Krzysztof Jan Skubiszewski (8 October 1926 - 8 February 2010) was a Polish politician, a former Minister of Foreign Affairs (1989–1993) and an established scholar in the field of international law.

==Early life and education==
Skubiszewski was born in Poznań on 8 October 1926. He attended high school in Warsaw. He held a law degree, which he received from Poznan University. He also attended Harvard University and Nancy University in France for postgraduate studies. He graduated from Harvard University in 1958.

==Career==
Skubiszewski taught international law at his alma mater, Poznan University. He was an expert on Polish-German relations. He was a member of the Curatorium of The Hague Academy of International Law. He was a pioneer in scholarship on the law-making authority of international organizations. During the communist regime in the country he was an active member of the Solidarity movement.
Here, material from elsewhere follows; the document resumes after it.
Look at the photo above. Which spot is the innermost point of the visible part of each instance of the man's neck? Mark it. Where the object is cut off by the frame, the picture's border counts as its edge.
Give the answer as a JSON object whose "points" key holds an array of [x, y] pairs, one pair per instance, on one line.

After the fall of communism, he served in the successive cabinets of Tadeusz Mazowiecki, Jan Krzysztof Bielecki, Jan Olszewski and Hanna Suchocka and was the first minister of foreign affairs of the Third Republic of Poland. He was in office from 12 September 1989 to 26 October 1993. In 1992, Skubiszewski, together with 9 other ministers of foreign affairs from the Baltic Sea area, and an EU commissioner, founded the Council of the Baltic Sea States (CBSS) and the EuroFaculty.

He was awarded with the Order of the White Eagle, Poland's highest state decoration. In 1993, he was appointed an ad hoc judge in the International Court of Justice in the Hague. An acclaimed international lawyer, he served as the president of the Iran-United States Claims Tribunal there from 16 February 1994 until his death. In 2006 he was awarded by the French-German-Polish for French-German-Polish Committee together with the other two co-founders of the Weimar Triangle, the former Foreign Ministers Hans-Dietrich Genscher and Roland Dumas, the Adam-Mickiewicz Prize.

==Death and legacy==
Skubiszewski died on 8 February 2010 at the age of 83. The Ministry of Foreign Affairs of the Republic of Poland initiated a scholarship and a research grant for the candidates from Central Europe, the Balkans, the Baltic States, Eastern Europe, Russia, Central Asia and the Caucasus for his memory in 2013.